This review is available in book format (hardcover and paperback) in Music Street Journal: 2017  Volume 3 at lulu.com/strangesound.
Track by Track Review
Beast of Burden

I love the funky bass line on this Rolling Stones cover. The horn section adds a lot of magic, too. This is just smoking hot. It's a huge change from the original, but stands tall next to it.

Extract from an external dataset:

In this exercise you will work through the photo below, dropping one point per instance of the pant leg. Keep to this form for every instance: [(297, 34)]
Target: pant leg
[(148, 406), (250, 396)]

Do You Really Want to Hurt Me
This Culture Club tune gets turned into a slow, soulful ballad.
How Long
This time around, Valentine turns to Ace for inspiration. This song is on the soulful side to begin with. That means that this rendition is perhaps closer to the original than the first two songs were. I like the bass sound on this a lot. The energy is good, too.
More Than a Woman
The Bee Gees are in the spotlight here. This is another slow moving balladic cut here. I dig the soulful vibe on it.
Holding Back the Years
Organ starts this number. It's a re-imagining of a Simply Red tune. I like this version a lot. It's slow and very soulful. I love the more powered up section of this tune.
Watching the Wheels
There is a bit of a funk edge to this. It has some reggae in the mix, too. This is originally a John Lennon song, but you couldn't tell it from this version.
Here, There and Everywhere

On the last song he tackled a John Lennon tune. On this one he covers the Beatles. I like this rendition a lot. It's actually one of my favorite tunes on the disc.

First Cut Is the Deepest
I don't remember the original of this all that well. Cat Stevens was the one responsible for that rendition. Here it's done as a slow moving, soulful ballad. It's a good tune, but doesn't hold up as well as some of the rest. I do like the guitar solo on this a lot.
Train in Vain (Stand By Me)
I would say that The Clash would be unexpected territory from which Valentine would turn for material. Yet, here we have this tune. I'm not crazy about the organ sound that opens this. The stripped down rock and roll sound on this is kind of cool, though. The cut is not one of my favorites here, but it has its charms.
(I Guess That's Why) They Call It the Blues
I'm a big Elton John fan, and I've always loved this song. I really like this rendition. I mean, the original has a soulful feeling to it, so this seems kind of a natural extension. That might be a part of why this works so well. Don't get me wrong. I still prefer the original, but this is a nice change of pace from that.
Roll with It
Here we find Valentine tackling a Steve Winwood tune. Winwood is another artist covered here who really has quite a bit of soul in his style. That makes this one of the more effective pieces. I think I might actually like this one more than I like the original.
(What's So Funny Bout) Peace, Love and Understanding
On the closer Valentine turns his attention to Elvis - Costello that is. I like this version quite a bit. It has energy and style.